Submarines and Androids: The Comfort Movie Phenomenon

Certain films, I’ve noticed over the years, are like chicken soup. They’re the movies you watch to make you feel better, to unwind. These are films you’ve seen so many times you can recite the dialogue and anticipate the exact cutaways and insert scenes, films so familiar they become the cinematic equivalent of a favorite old quilt.

Comfort movies, I call them. Since we’re piling on the similes, let’s try one more: Comfort movies are similar to your favorite old albums. You put them on when you want to relax, or have some background music for whatever else you’re up to.

For example, I prefer to do the laundry to mid-era Beatles. Revolver, say. Or Rubber Soul. Mowing the lawn requires the iPod and Jurassic 5. These days, when my CIA handlers remotely activate my international assassin alter-ego, it’s Titus Andronicus, all the way.

I digress. People do this sort of thing all the time with their favorite music, but you don’t hear much about people doing the same with their favorite movies. Well, I most definitely have my comfort movies – and I suspect you do, too.

Here’s how you can tell. Is there a certain film that, if you come across it scanning the TV Guide channel or flipping channels randomly, you feel compelled to watch yet again? Even though you’ve seen it roughly 34,000 times? Even if it’s just the last half hour of the film? Even if it’s on the Spanish language station and you don’t speak Spanish?

This happens to me all the time, and it puzzles and disturbs my family. I review movies for a living, so we have a frankly ridiculously large library of movies on DVD and Blu-ray. Pretty much any film I’ve seen and liked I have a copy of, somewhere.

Still, anytime The Hunt for Red October is broadcast on basic cable (according to my rough calculations, about once every 9.4 hours), I must watch that movie. My wife points out, quite sensibly, that we already have The Hunt for Red October on DVD (several reissued versions, actually) and I can watch it anytime.

Doesn’t matter – I must watch that movie. I sink into its familiar and comforting rhythms and within an hour or two am watching the end credits roll yet again. Every time. Literally. I wish I could say I was exaggerating, but I’m afraid I’m not.

Evidently, I find the genre of the submarine movie soothing, because the same happens with Crimson Tide, The Abyss and Alien (which is really just a submarine movie in space). I am, for reasons I probably don’t want to know, comforted and calmed when a dozen characters with conflicting agendas are locked together in a hermetically sealed environment. When life support is threatened, and to go outside is certain death, I’m in my comfort zone.

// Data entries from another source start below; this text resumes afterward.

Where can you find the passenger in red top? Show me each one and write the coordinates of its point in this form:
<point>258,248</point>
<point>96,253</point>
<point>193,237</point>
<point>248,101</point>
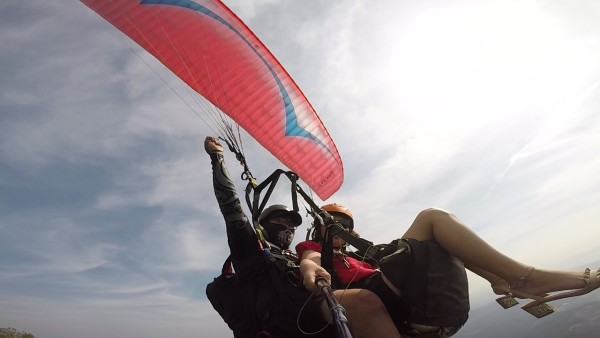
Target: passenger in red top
<point>348,269</point>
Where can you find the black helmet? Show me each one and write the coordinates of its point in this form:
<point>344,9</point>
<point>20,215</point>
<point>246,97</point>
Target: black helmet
<point>277,210</point>
<point>279,235</point>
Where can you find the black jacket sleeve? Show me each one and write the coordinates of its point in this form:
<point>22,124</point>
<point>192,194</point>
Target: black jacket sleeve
<point>242,240</point>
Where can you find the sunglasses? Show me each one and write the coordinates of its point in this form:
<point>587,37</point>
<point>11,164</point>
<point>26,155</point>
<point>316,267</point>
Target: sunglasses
<point>283,222</point>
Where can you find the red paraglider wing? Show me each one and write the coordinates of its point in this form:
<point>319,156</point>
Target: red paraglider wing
<point>213,51</point>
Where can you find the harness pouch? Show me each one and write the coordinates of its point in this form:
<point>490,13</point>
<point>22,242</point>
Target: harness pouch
<point>433,283</point>
<point>267,301</point>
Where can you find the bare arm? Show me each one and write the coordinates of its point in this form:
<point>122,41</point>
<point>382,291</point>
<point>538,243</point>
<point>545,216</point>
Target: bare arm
<point>310,268</point>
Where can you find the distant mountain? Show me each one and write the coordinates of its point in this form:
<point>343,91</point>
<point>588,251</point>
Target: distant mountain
<point>574,318</point>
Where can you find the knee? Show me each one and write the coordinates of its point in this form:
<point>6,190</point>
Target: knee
<point>368,303</point>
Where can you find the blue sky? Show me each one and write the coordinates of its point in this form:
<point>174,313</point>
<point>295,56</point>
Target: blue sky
<point>109,225</point>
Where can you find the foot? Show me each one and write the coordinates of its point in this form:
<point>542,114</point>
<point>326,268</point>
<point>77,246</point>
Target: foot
<point>541,282</point>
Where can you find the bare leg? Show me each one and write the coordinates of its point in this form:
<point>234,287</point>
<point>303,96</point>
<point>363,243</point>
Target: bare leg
<point>458,240</point>
<point>367,316</point>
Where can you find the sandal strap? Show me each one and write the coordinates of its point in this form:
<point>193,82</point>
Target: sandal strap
<point>521,282</point>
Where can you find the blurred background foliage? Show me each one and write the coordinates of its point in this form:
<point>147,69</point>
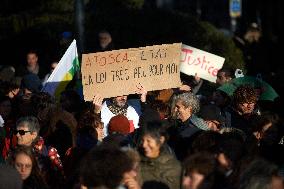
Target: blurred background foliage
<point>39,24</point>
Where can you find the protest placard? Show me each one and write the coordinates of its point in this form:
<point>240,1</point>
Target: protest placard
<point>205,64</point>
<point>118,72</point>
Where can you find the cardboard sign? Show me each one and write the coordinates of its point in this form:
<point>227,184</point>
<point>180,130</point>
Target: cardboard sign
<point>118,72</point>
<point>205,64</point>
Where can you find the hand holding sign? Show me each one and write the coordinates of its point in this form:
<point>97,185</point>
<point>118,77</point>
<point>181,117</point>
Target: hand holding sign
<point>97,102</point>
<point>141,90</point>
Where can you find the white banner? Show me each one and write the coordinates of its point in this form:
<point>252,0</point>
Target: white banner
<point>204,64</point>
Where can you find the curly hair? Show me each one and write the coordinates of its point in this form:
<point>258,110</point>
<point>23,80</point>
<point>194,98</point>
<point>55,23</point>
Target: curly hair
<point>188,100</point>
<point>244,94</point>
<point>28,151</point>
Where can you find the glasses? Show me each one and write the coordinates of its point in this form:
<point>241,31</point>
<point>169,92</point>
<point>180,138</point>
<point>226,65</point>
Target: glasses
<point>21,132</point>
<point>21,166</point>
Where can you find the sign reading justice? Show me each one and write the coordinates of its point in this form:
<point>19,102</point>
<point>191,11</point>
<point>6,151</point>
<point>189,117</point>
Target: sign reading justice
<point>205,64</point>
<point>117,72</point>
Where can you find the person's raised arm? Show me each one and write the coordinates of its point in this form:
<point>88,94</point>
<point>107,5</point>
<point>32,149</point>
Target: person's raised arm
<point>98,102</point>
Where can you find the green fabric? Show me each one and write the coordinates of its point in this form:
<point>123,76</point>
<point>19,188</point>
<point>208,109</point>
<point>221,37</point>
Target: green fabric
<point>265,90</point>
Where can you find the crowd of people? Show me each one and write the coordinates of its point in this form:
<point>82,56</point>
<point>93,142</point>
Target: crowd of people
<point>167,139</point>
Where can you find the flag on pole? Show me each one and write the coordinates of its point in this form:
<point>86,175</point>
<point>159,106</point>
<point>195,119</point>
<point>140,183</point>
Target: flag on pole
<point>64,72</point>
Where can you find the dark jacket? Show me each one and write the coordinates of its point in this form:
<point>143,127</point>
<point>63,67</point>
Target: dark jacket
<point>165,169</point>
<point>182,135</point>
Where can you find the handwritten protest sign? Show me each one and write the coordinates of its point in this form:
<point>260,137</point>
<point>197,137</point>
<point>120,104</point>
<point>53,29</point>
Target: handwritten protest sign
<point>205,64</point>
<point>118,72</point>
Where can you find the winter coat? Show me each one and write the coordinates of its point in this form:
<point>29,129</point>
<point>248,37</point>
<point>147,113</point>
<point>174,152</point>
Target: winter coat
<point>164,170</point>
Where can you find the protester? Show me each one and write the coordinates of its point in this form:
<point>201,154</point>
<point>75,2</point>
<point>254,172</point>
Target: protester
<point>118,105</point>
<point>26,164</point>
<point>201,171</point>
<point>104,41</point>
<point>52,67</point>
<point>186,125</point>
<point>243,108</point>
<point>10,178</point>
<point>211,114</point>
<point>32,66</point>
<point>158,165</point>
<point>27,132</point>
<point>108,168</point>
<point>224,75</point>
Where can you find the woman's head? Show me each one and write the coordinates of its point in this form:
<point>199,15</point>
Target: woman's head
<point>153,137</point>
<point>184,105</point>
<point>91,123</point>
<point>244,99</point>
<point>5,106</point>
<point>24,161</point>
<point>27,129</point>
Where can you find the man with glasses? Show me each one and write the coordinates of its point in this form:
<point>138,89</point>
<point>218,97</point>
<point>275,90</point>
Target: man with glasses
<point>27,132</point>
<point>243,108</point>
<point>27,129</point>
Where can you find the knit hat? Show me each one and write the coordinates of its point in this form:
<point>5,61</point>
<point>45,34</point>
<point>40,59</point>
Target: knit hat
<point>119,124</point>
<point>211,112</point>
<point>9,178</point>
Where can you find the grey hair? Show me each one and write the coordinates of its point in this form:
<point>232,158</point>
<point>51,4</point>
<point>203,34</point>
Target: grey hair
<point>188,100</point>
<point>31,122</point>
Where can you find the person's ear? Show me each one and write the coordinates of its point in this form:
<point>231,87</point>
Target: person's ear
<point>162,139</point>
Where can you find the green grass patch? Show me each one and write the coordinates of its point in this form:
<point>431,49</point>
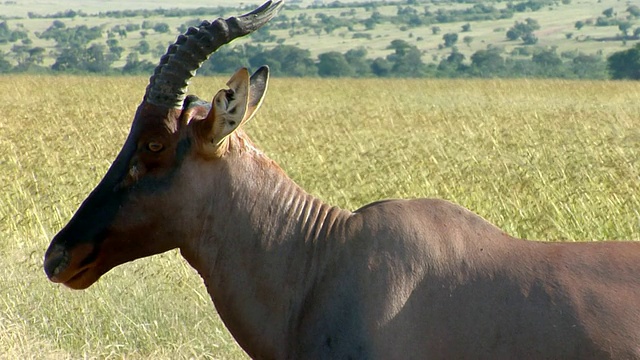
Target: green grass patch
<point>541,159</point>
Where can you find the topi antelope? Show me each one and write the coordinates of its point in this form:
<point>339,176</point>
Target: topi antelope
<point>294,278</point>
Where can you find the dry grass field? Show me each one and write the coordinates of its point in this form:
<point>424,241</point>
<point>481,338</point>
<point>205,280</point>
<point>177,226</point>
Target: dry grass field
<point>543,160</point>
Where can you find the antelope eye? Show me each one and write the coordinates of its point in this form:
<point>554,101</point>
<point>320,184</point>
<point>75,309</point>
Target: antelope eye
<point>155,146</point>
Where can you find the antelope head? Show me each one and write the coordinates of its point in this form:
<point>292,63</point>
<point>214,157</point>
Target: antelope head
<point>132,212</point>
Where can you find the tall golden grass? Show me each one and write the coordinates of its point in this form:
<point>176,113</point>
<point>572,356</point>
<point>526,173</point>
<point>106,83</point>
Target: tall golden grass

I have a similar reaction to movies about androids – Blade Runner, A.I., Terminator – again for reasons I probably don’t want to know. I suppose I could pay a therapist $120/hour to find out, but I suspect no good news can possibly come of that. (Actually, now that I think of it, Alien – a movie I cannot resist, ever – is a space submarine movie with an android.)

Now I realize my comfort movies are conspicuously “guy thing” movies, so I asked the wife about this. She has a similar reaction to a handful of ostensible “chick flicks”. Dirty Dancing. Bridget Jones’ Diary, the entire career output of Nora Ephron.

I’ve since run ‘behavior’ shall we call it, by other friends and family members, and after some thought, everyone was able to come up with their own personal comfort movies. A few examples from my informal poll: Spinal Tap. My Big Fat Greek Wedding. The Godfather. Saturday Night Fever. Jaws. The Princess Bride. The Royal Tennenbaums. The Shawshank Redemption.

My suspicion is that there really is a musical quality to our favorite movies that we are responding to. Stories, like melodies, get stuck in your head. Certain genres of film have undeniable narrative rhythms that resonate in representative films.

I also suspect the various basic cable networks know this, at least those that traffic heavily in the same rotation of relentlessly re-run movies. I wonder: How many man-hours of labor have been lost as we all get pulled in, yet again, to – say, The Fugitive? I’ll bet an enterprising statistics grad student could quantify the actual economic impact.

There are larger questions at play, of course, regarding the modern man’s leisure habits, and I could go on with some more dime-store pop culture analysis, but U-571 just came on TBS. Sorry, but I’ll see you later.